Getting strategic with philanthropy may mean bringing additional vehicles into play.
“Clients are looking at things like a donor-advised fund, a private foundation and even life insurance as a way of giving back to charity,” says Lydia Potocnik, vice-president and director of philanthropic advisory services at BMO Wealth Management in Toronto. “Sometimes, they’re combining some of these vehicles, so it’s not just choosing one.”
Private foundations versus donor-advised funds
The traditional approach for wealthy families wanting to give back is to form a private foundation, but to make that work, Ms. Potocnik says clients typically need a net worth of $10-million or more. That’s because a foundation generally requires a minimum deposit of $1-million, from which it disperses at least 3.5 per cent a year to registered charities in Canada.
However, donor-advised funds require much less of a financial commitment. “You can create a donor-advised fund with as little as $10,000 through a community foundation or through a number of financial institutions,” she says.
In a donor-advised fund, clients get a donation receipt as soon as money goes in, but they don’t have to make an immediate decision about which causes will receive the funds, Ms. Potocnik adds. Like foundations, donor-advised funds are generally expected to grant at least 3.5 per cent a year to registered charities in Canada.
Given their various benefits, Ms. MacKenzie says, “We’re seeing huge growth [for donor-advised funds] in Canada. I think it’s something that advisors see as a really important piece of the tool kit [and] it provides a long-term, sustainable stream of finances for charities as well.”
Responsible investing versus impact investing
A 2019 Morgan Stanley study found that 85 per cent of U.S. investors and 95 per cent of U.S. millennial investors are interested in sustainable investing – another way to make a positive difference with money.
There are different ways to address this interest. Responsible investing is well established in Canada, with many options that screen out certain types of companies to help investors do good while growing their assets.
Impact investing takes this approach to the next level, directing money toward organizations that are actively doing good themselves – sometimes with the expectation that investors won’t see a return on investment or even a return of capital.
“A good entry point for a lot of people has been responsible investing, but if you’re really trying to amplify and have as big an impact as you can, you have to be more intentional and more specific,” Ms. Remmer says. “That could be investing in a private fund that’s oriented [toward a defined goal], individual companies or social enterprises.”
She says discussions need to be had to match a precise philanthropic objective through impact investing simply because there aren’t as many products available yet, “but the field is evolving rapidly, so that’s exciting.”
Values-based discussions can engage entire families
With the variety of solutions available for clients who want to donate to causes they feel passionate about, advisors can feel more comfortable starting values-based discussions with clients. And the process of developing and implementing a strategic philanthropic plan is a good way to get to know clients’ children and grandchildren in the process.
The U.S. Trust-TPI study found that 61 per cent of advisors said that discussing philanthropy had helped them build relationships with clients’ extended families.

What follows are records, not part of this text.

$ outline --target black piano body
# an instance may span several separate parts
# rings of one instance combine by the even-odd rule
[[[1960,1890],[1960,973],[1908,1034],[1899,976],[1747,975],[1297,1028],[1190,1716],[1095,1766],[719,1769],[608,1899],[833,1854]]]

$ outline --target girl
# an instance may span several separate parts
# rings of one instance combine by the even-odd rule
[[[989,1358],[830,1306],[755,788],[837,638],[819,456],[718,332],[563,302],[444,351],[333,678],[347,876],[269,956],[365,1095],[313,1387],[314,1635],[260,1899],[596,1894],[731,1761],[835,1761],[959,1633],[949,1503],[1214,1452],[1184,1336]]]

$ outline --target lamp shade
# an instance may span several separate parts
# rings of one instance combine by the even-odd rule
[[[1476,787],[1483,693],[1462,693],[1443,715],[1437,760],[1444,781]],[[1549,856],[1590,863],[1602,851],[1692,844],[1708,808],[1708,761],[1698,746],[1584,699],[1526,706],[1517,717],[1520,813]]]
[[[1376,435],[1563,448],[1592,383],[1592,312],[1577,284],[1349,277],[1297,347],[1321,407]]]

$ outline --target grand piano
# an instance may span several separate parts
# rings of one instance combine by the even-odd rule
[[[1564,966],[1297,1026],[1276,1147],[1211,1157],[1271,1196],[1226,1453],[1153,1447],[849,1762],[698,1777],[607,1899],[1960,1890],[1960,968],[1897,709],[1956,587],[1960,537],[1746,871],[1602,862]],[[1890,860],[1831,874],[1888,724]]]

“Getting to know your clients at a more personal level by engaging them in a conversation about philanthropy … allows advisors to have a discussion with clients about issues that they care deeply about, their personal motivations and even their relationships with their family,” Ms. Potocnik. “Philanthropy opens up those types of conversations, so advisors have an opportunity to get to know their clients and the next generation better.”